Sunday, April 09, 2017

NDC CADRES CALL FOR EARLY CONGRESS

By William Yaw Owusu
 Saturday, April 08, 2017

The political turbulence that has hit the opposition National Democratic Congress (NDC) following the party’s humiliating defeat in the 2016 general election is continuing unabated.

This is because cadres and activists of the party are putting pressure on the national executives to organize an early congress to save the NDC from further disintegration.

Early Congress
“We urge the current leadership of the party to call an early congress to forestall the despondency that is fast creeping in, to be exploited by adventurists,” Akuamoah Ofosu Boateng, secretary of the cadres, said in a statement yesterday.

The party has already set up a 13-member Kwesi Botchwey committee to look into why the NDC lost the election.

But even before the Botchwey Committee, which has been facing challenges, would submit its report, there are cacophonous voices calling for early congress and stepping aside of the current executives.

The cadres warned that before the congress was held,  “The fraudulent party register that was hurriedly put together without first piloting it to access its integrity should be replaced,” and hinted of a court action if that was not done saying, “We call on well-meaning members of the party to challenge its use, if need be, in court.”

Flamboyant Rallies
According to the cadres, the NDC, which they claimed was founded on social democratic principles of probity and accountability as well as grass root participation, rather embarked on a profligate adventure during the 2016 electioneering campaign, which cost them dearly.

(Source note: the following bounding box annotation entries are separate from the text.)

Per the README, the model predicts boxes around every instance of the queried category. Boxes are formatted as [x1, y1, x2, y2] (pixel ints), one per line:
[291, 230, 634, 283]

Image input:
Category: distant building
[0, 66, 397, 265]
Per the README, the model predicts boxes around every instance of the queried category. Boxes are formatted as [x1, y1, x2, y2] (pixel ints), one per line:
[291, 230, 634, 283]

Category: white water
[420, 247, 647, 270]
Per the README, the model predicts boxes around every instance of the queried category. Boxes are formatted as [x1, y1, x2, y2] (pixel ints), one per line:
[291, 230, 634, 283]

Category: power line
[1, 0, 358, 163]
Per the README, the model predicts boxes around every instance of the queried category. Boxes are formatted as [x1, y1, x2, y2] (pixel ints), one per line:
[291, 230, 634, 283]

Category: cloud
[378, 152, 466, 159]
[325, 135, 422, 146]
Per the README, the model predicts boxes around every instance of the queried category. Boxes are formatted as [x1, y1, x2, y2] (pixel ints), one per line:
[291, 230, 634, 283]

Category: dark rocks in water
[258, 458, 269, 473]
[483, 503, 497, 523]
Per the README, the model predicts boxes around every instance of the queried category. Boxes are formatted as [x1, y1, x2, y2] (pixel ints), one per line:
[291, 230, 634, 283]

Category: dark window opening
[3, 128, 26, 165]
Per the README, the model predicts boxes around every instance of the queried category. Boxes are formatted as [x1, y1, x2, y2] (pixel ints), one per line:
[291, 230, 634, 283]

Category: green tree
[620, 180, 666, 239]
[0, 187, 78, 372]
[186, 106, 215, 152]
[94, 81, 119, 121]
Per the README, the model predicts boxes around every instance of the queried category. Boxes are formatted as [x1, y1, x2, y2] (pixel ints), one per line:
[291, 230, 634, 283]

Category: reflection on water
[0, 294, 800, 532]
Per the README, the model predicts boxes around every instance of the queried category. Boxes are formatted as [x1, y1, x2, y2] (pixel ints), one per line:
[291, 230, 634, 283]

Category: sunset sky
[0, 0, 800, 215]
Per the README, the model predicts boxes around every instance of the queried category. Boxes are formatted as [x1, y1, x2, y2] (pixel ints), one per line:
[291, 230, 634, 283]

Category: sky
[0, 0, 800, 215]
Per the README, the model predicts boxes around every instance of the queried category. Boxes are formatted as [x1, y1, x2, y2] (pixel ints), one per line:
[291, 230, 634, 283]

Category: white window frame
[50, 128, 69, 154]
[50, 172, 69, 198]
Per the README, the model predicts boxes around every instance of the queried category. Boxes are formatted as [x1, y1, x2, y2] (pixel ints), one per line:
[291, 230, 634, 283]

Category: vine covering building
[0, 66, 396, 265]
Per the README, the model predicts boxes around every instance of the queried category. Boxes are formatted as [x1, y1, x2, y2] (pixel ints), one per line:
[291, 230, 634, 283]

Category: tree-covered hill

 “The NDC 2016 campaign was characterized by flamboyant   rallies full of opulence and fanfare devoid of any political or ideological substance that did not resonate with the actual people on the ground,” the statement indicated.

Disjointed Structures
“The structures of the NDC at the national, regional and constituency levels refused to work at the grass roots. The Branch executives were virtually sidelined when logistics and funds were provided from the higher levels. Members at the branch levels were frustrated and neglected. The NDC campaign in 2016 neither energized the base nor encouraged new people to join the party.

 “About one million of our own people who voted for the NDC in 2012 felt excluded,  alienated, disillusioned and abandoned by the party they have loved ever since its  inception in 1992. They therefore decided to sit on the fence and watch the unfolding events.”

Cadres Snub
According to the cadres, the NDC national executives deliberately ignored them during the campaign and said the party bigwigs saw them as a nuisance in the run-up to the elections.

“The cadres of the National Democratic Revolution, who had worked hard to unite their forces into the United Cadre Front (UCF) and had been accepted and endorsed  by the National Executive Committee at a press conference organized at the National  Headquarters of the party, were deliberately sidelined and ignored in the whole  campaign period,” the statement claimed, adding, “Indeed, before and during the 2016 elections, these cadres  were seen by some leaders of the party and former government appointees as a  plaque to be avoided.”

Bad Policies
According to them, the Mahama-led government abandoned the policies and programmes “tailored to benefit the ordinary working people, but was happily pursuing projects  that largely benefitted the elite and the privileged class in the society.

Business People
The cadres said that the NDC leadership “did not only show clear signs of exhaustion from eight years of  government, it also displayed a lack of ideological commitment to social  democracy if at all some of them understood it.

“Key operatives became businessmen and women with business proposals in their armpits as a past-time and therefore, lacked the zeal and focus to drive a successful election.”

They also said some NDC leaders were bankrupt of new ideas, while some appointees “demonstrated arrogance, showed vulgar opulence and self-conceitedness in the mist of poverty and social deprivation.”

According to them, it was glaring that per the happenings in the NDC, “the party was going to struggle to hold on to power in the 2016 elections.

“No wonder the NDC suffered a humiliating defeat never seen in the annals of the party's political history.”


They added, “It is therefore not an understatement that the party needs reorganization, if it is to be relevant in the current political dispensation and to recover itself.”